On the edges of the swales, tubular yellow flowers hide inside deep purple, fern-like sprouts of freshly emerging wood betony (Pedicularis canadensis). In late spring the sand prairie is glorious with hairy, hoary, and even a few lemon-yellow fringed puccoon (Lithospermum croceum, L. canescens, and L. incisum, respectively). In the summer, delicate flowering spurge (Euphorbia corollata) holds court with an incredibly long bloom season, while yellow sand coreopsis (Coreopsis lanceolata) and western sunflower (Helianthus occidentalis) provide visual counterpoint to the rich purples of aptly named cylindrical blazing star (Liatris cylindracea), rough blazing star (L. aspera), and marsh blazing star (L. spicata). If you’re lucky, you might even see the cobalt violet flowers of silky aster (Symphyotrichum sericeum).

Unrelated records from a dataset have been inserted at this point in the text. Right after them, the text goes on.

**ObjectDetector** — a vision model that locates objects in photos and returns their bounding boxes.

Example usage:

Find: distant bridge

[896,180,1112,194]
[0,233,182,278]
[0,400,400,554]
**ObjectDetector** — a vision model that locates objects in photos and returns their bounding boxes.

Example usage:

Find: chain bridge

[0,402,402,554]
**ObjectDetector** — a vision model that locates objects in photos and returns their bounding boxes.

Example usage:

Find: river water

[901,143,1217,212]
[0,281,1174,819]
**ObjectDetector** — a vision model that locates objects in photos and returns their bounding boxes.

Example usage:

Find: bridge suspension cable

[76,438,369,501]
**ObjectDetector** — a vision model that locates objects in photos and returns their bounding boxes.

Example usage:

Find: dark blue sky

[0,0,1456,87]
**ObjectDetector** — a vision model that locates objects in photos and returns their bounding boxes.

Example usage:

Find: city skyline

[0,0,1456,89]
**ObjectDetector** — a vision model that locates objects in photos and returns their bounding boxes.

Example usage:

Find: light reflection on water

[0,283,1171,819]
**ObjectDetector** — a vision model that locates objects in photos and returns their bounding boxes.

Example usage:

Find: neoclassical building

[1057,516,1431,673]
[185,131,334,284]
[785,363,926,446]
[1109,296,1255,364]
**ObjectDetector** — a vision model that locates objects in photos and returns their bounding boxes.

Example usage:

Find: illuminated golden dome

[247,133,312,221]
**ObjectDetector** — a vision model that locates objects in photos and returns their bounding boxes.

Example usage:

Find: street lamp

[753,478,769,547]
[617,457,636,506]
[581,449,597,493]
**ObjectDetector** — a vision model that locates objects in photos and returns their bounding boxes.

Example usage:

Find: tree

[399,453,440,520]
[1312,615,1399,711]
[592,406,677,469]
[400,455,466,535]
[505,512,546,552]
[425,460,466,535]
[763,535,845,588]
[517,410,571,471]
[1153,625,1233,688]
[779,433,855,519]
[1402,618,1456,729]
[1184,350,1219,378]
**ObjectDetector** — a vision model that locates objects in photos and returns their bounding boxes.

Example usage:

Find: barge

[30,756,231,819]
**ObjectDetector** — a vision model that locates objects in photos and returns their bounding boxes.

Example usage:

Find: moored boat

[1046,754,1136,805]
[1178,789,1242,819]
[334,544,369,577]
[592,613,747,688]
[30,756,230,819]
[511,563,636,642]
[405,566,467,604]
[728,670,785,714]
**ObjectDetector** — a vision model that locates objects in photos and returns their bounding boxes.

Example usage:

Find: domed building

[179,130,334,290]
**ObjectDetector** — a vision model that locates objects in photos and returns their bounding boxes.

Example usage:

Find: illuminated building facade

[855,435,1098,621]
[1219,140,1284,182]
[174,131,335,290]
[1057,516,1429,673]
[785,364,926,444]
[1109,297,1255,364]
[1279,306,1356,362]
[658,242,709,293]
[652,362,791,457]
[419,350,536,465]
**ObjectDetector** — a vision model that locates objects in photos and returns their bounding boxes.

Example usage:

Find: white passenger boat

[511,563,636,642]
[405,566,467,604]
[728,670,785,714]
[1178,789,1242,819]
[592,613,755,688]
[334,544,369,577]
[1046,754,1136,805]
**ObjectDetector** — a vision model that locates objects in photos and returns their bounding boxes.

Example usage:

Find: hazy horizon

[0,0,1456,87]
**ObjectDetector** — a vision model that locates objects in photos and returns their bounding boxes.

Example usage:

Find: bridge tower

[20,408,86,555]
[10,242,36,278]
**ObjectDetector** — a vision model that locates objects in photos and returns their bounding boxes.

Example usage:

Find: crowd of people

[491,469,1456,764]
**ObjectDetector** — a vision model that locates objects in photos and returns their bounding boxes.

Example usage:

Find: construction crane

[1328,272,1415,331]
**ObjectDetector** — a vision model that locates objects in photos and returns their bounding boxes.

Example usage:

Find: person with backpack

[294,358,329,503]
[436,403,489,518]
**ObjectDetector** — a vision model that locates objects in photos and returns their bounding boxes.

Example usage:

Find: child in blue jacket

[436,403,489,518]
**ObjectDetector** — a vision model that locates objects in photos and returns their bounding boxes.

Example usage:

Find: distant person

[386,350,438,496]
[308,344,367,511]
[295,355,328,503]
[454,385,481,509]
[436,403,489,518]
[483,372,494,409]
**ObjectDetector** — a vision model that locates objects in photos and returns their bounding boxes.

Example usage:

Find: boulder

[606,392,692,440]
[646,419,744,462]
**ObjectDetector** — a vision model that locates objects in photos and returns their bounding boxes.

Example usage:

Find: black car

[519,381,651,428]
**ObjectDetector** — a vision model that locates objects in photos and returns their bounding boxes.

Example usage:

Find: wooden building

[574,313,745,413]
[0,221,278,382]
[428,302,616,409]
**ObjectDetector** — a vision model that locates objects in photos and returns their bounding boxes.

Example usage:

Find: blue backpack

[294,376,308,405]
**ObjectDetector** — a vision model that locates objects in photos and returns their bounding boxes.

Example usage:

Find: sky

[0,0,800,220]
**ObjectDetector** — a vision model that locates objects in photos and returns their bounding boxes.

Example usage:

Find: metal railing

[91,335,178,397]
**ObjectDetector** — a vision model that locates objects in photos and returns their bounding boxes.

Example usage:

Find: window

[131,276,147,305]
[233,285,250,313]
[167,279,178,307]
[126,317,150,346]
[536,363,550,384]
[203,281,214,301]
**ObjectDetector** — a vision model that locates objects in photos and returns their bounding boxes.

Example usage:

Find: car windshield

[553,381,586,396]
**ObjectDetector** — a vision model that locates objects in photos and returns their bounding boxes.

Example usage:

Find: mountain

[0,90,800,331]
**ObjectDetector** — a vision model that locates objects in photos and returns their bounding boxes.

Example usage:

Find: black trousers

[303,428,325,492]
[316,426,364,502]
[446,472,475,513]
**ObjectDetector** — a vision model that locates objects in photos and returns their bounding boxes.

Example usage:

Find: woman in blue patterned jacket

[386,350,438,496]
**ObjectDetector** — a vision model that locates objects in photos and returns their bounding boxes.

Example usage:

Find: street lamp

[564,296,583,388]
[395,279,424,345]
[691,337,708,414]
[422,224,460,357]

All this against a backdrop of little bluestem (Schizachyrium scoparium), big bluestem (Andropogon gerardii), and the delicate plumes of switchgrass (Panicum virgatum). If you look closely, you might also be treated to a sniff of the tiny low calamint (Clinopodium arkansanum), which, like its cousin, mountain mint (Pycnanthemum virginianum), is very fragrant. You might also see the tiny whitlow grass (Draba reptans) or bushy pinweed (Lechea stricta) pointed out to me in 2015 by botanist Will Overbeck. Monarch butterflies are often seen at Hosah—but of course—there are five species of milkweeds!

Graminoids of interest include several rushes (mostly in the panne and swales), fifteen Carex and several non-Carex sedges, and grasses such as prairie dropseed (Sporobolus heterolepis), porcupine grass (Hesperostipa spartea), Kalm’s brome (Bromus kalmii), June grass (Koeleria macrantha), and purple sand grass (Triplasis purpurea). In 2013 botanist Linda Curtis discovered long-stalked panic grass (Dichanthelium perlongum) at Hosah. I’m not sure it’s been seen since.

Volunteer of Hosah Park
Volunteers gather after a monitoring and brush-cutting workday at Hosah Prairie. Photo by Kathleen Garness.

Hosah is a hidden jewel that is under threat. The winter of 2019/2020 saw the worst erosion yet. Since 2015 it has lost at least 200 feet of beach, and one section of boardwalk had to be removed in 2019 because the lake was washing up underneath it. The entire foredune and most of the dune behind the foredune have been lost to erosion. Last July we saw the toppling of a tall twin cottonwood (Populus deltoides) that had been a sentinel on the dunes for many years. (Read Henry Chandler Cowles’ account of dunesland  ecosystems to learn more about these interrelationships). A unique panne system behind the second dune was filled in by sand last year, with many very rare species lost. Isolated rescues of some prickly pear and other uncommon plants were done in 2018 and 2019, with the plants moved a bit more inland within Hosah.

However, the speed and scale of erosion due to lake level rise and increased precipitation the past two years has been beyond any possible volunteer or agency resources. So we mourn the loss of these plants while feeling grateful for knowing them for a time, realizing that of all ecosystems, the duneslands are among the most vulnerable to change. Their beauty will seduce and restore you. Come visit sometime soon. Who knows what the future will bring?